Indonesia dalam Kompilasi Hukum Islam (KHI) adalah

diberikannya hak seorang ahli waris yang telah meninggal

dunia kepada keturunannya yang masih hidup. Aturan ini

tercantum dalam Pasal 185 KHI, yang bunyi lengkapnya sbb. :

1. Ahli waris yang meninggal dunia lebih dahulu dari pada si

pewaris, maka kedudukannya dapat digantikan oleh

anaknya, kecuali mereka yang tersebut dalam Pasal 173.

2. Bagian ahli waris pengganti tidak boleh melebihi dari

bagian ahli waris yang sederajat dengan yang diganti.

Mengganti kedudukan orang tua yang meninggal dunia

tersebut selanjutnya disebut ahli waris pengganti. Ketentuan

semacam ini tidak dijumpai dalam fikih empat madhab, akan

tetapi merupakan adopsi dari hukum waris Islam Pakistan,

dimana ahli waris pengganti itu hanyalah cucu

saja.(H.Imron. AM).

Hal ini terasa sangat adil dalam contoh kasus: Seorang ayah

bersama seorang anaknya dalam bepergiannya mengalami

kecelakaan, si anak meninggal dunia, satu menit kemudian si

ayah meninggal dunia, maka si anak bukanlah ahli waris dan

cucu-cucu dari si ayah tadi terhijab oleh anak-anak yang lain

yang masih hidup. Apabila cucu-cucu tadi dapat menggantikan

kedudukan ayahnya, tentu saja rasa keadilannya akan tampak.

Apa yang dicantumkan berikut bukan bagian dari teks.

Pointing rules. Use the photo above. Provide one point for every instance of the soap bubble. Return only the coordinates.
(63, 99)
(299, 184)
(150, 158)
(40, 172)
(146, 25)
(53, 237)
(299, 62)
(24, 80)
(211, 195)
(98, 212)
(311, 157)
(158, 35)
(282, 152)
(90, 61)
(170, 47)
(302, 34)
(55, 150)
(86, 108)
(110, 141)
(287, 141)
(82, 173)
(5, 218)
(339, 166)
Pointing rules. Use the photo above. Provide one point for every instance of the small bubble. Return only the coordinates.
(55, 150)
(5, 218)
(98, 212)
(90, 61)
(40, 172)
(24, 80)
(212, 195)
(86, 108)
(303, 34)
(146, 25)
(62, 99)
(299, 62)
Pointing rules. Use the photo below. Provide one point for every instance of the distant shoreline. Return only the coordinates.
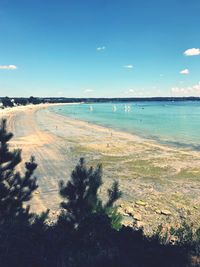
(66, 100)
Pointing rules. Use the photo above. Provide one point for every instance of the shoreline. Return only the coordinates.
(164, 178)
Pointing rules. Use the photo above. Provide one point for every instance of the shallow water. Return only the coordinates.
(176, 123)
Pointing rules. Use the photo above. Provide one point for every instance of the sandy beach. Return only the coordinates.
(160, 184)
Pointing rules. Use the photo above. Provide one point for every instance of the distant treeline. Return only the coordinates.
(9, 102)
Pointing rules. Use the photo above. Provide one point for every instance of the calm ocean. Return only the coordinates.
(175, 123)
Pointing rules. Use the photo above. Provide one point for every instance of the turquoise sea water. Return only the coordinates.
(176, 123)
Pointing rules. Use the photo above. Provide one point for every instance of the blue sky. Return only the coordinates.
(100, 48)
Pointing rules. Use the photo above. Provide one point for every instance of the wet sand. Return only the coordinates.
(161, 177)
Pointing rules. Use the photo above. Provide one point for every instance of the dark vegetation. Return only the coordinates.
(9, 102)
(88, 231)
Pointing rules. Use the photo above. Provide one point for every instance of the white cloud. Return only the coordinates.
(130, 66)
(88, 91)
(101, 48)
(185, 71)
(192, 52)
(193, 90)
(8, 67)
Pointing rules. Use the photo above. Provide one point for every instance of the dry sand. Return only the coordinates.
(164, 178)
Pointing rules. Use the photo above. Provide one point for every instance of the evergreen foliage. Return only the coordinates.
(15, 188)
(85, 233)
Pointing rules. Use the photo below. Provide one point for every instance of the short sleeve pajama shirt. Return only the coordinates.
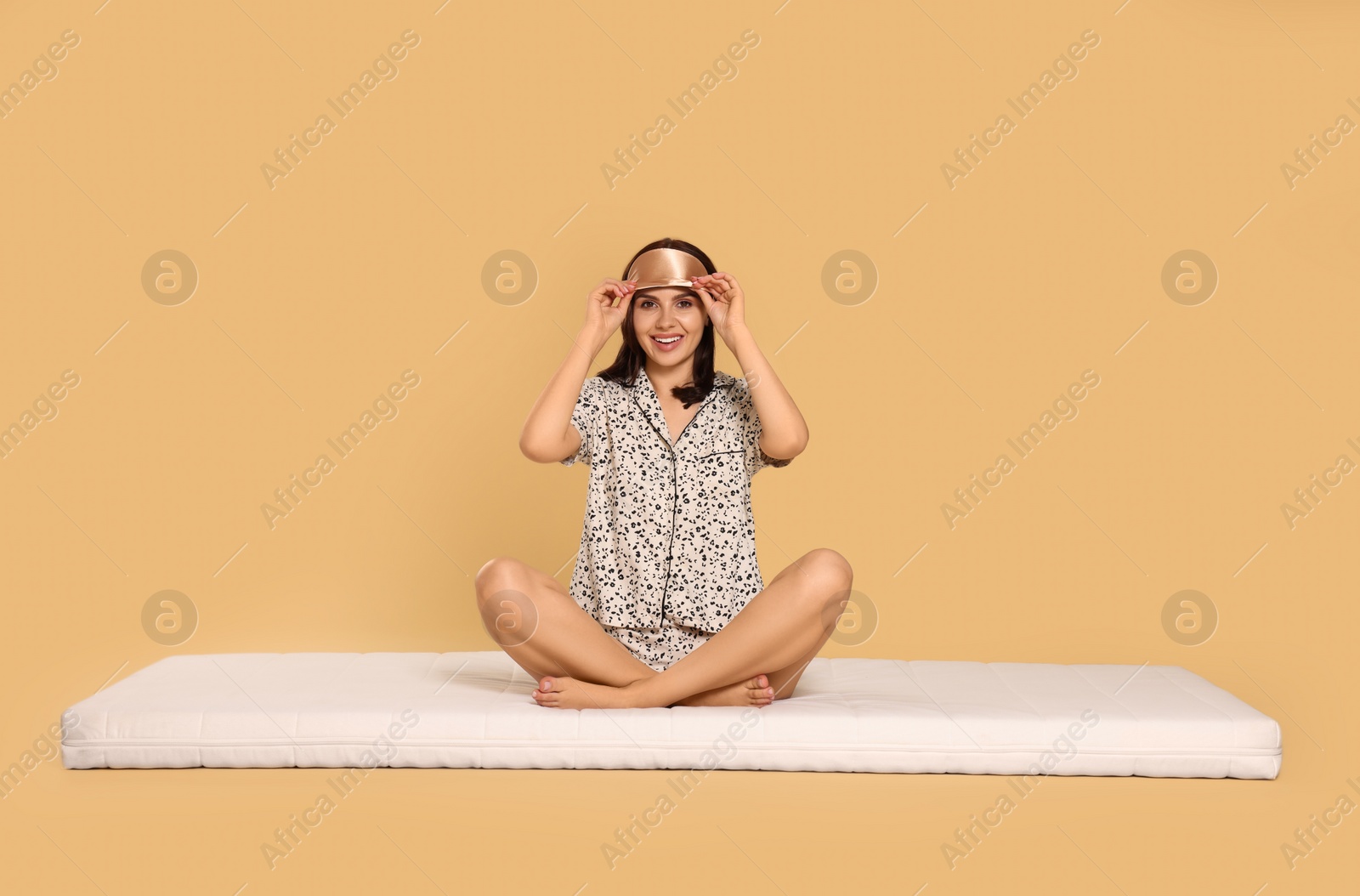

Setelah masalah Ahli Waris Pengganti ini masuk dalam KHI yang dirumuskan dalam

pasal 185, ternyata dalam pelaksanaannya berkembang jauh dari aslinya, bahkan

mengacu pada BW, dimana terdapat tiga macam bentuk ahli waris pengganti, sbb

1. Penggantian dalam garis lencang ke bawah, yaitu penggantian seseorang

oleh keturunannya, dengan tidak ada batasnya, selama keturunannya itu

tidak dinyatakan onwaarding atau menolak menerima warisan (Pasal 842).

Dalam segala hal, pergantian seperti di atas selamanya diperbolehkan, baik

dalam hal bilamana beberapa anak si yang meninggal mewaris bersama-sama,

satu sama lain dalam pertalian keluarga yg berbeda-beda derajatnya.

2. Penggantian dalam garis kesamping (zijlinie), di mana tiap-tiap saudara si

meninggal dunia, baik sekandung maupun saudara tiri, jika meninggal

dunia lebih dahulu, digantikan oleh anak-anaknya. Juga penggantian ini

dilakukan dengan tiadabatasnya (Pasal 853, jo. Pasal 856, jo. Pasal 857)

3. Penggantian dalam garis ke samping menyimpang dalam hal kakek dan

nenek baik dari pihak ayah maupun dari pihak ibu, maka harta

peninggalan diwarisi oleh golongan keempat, yaitu paman sebelah ayah

dan sebelah ibu. Pewarisan ini juga dapat digantikan oleh keturunannya

sampai derajat keenam (Pasal 861).

Dan ternyata dalam Buku Pedoman (Buku II) yang dikeluarkan

Mahkamah Agung nyaris sama dengan BW (Burgerlijk Wetbook).